Wir haben das Modell der Neoklassik und seine Implikationen kennen gelernt. Der methodische Individualismus bestimmt das Induviduum als Subjekt oder Ausgang – man kann auch sagen, als „Anfang“ – von wirtschaftlichen Handlungen. Ausgang seiner wirtschaftlichen Verhaltensweisen ist ein Motiv bzw. eine Motivation, nämlich seine rationale Nutzenorientierung. Nun sollte man nicht gleich vorschnell diesen Gedanken beiseite schieben und darauf verweisen, dass Marx etwa ein gänzlich anderes „Subjekt“ vor Augen hatte, nämlich die Arbeiterklasse, deren Motiv die Bekämpfung und Überwindung der Widersprüche zwischen Kapital und Arbeit sind, die epistemologisch im Sinne der Ökonomik in das Thema der „Wohlfahrt“ gehört. Epistemologisch ist es sicherlich fragwürdig, wie ein Widerspruch ein Handlungsmotiv werden kann, zumal selbst Marx einräumen musste, dass ein Bewusstsein des Widerspruches zwischen Arbeit und Kapital so leicht nicht zu bekommen ist? Jedenfalls nicht, indem man einfach nur seiner Arbeit und seinem Konsum nachgeht1. Generell sind Motive bzw. Motivationen, unterstellt sie sind auch tastsächlich mit dem folgenden Verhalten ursächlich verbunden, epistemologisch schwierig und fragwürdig.
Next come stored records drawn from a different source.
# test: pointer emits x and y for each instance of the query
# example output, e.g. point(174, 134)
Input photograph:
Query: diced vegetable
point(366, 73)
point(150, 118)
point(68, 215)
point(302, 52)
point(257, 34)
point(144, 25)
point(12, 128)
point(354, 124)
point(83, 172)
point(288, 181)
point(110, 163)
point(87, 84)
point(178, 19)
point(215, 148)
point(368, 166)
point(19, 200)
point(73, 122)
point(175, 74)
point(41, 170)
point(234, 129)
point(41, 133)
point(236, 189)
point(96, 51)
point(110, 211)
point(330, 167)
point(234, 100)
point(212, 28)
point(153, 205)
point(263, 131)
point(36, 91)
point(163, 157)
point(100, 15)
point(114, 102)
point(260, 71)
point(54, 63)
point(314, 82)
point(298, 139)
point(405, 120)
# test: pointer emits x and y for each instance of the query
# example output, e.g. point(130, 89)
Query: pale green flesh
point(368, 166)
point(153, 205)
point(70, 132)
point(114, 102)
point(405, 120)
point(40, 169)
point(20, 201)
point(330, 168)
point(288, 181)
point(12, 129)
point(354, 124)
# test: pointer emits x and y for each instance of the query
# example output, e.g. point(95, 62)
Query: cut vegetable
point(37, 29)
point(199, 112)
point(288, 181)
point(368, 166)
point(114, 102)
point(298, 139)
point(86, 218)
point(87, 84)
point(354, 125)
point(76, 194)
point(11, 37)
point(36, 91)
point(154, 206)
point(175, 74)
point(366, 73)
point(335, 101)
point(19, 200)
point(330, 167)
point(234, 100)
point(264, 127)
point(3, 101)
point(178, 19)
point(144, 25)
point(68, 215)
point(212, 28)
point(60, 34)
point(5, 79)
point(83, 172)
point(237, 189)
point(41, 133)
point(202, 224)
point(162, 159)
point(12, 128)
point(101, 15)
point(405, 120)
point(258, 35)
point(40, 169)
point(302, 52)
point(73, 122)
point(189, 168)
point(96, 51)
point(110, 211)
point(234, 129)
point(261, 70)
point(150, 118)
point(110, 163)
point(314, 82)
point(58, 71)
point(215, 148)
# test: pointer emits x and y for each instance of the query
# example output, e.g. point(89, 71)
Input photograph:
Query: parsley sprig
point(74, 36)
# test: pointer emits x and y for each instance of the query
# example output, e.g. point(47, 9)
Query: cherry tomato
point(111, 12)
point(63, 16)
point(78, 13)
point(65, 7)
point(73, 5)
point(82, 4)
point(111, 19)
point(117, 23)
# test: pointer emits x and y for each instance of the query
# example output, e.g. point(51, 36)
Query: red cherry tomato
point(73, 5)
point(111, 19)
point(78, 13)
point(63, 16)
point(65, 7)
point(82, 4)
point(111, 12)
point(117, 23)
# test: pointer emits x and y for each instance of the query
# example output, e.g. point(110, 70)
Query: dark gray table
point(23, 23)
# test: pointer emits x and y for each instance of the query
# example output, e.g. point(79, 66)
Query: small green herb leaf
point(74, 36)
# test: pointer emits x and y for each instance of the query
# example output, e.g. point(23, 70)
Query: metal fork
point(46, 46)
Denn Motivationen sind lediglich zur Schlussfolgerung sich aufdrängende Phänomene, die sich in empirischen Experimenten erschließen, wie dies die experimentelle Psychologie typischerweise anstellt. Motivationen selbst sind empirisch nicht nachweisbar. Lediglich zu schließen ist auf sie aus phänomenalen Beobachtungen. Und dies gilt generell. Man kann als außenstehender Beobachter aus Verhaltensweisen auf Motivationen schließen; altruistische, faire, egoistische u.a. Motive selbst kann man nicht sehen, mithin also an sich nicht beobaachten. Motiv und Verhalten können also einen Konnex haben, mehr nicht. Damit steht der methodische Ansatz des methodischen Individualismus gleich mehrfach in Frage. Einmal sind seine Erklärungen nicht aus empirischen Forschungen entsprungen, zum anderen sind seine Motive nicht begründet, sondern schlichte Behauptungen bzw. nicht einmal wissenschaftlich überprüfte Hypothesen. Das alles wäre zu verschmerzen und würde den arg reduktionistischen Modellentwurf der Neoklassik nicht gleich samt und sonders in Frage stellen, wäre da nicht die theoretische Diskrepanz, die dem Modell selbst inhärent ist. Demnach ist dem Modell des homo oeconomicus inhärent, dass selbst altruistische u.a. Motivationen eben nicht mit altruistischen Verhalten kongruent sind; dies gilt übringens auch umgekehrt, und dass sie aber in einem asymmetrischen Verhältnis zu einander stehen können.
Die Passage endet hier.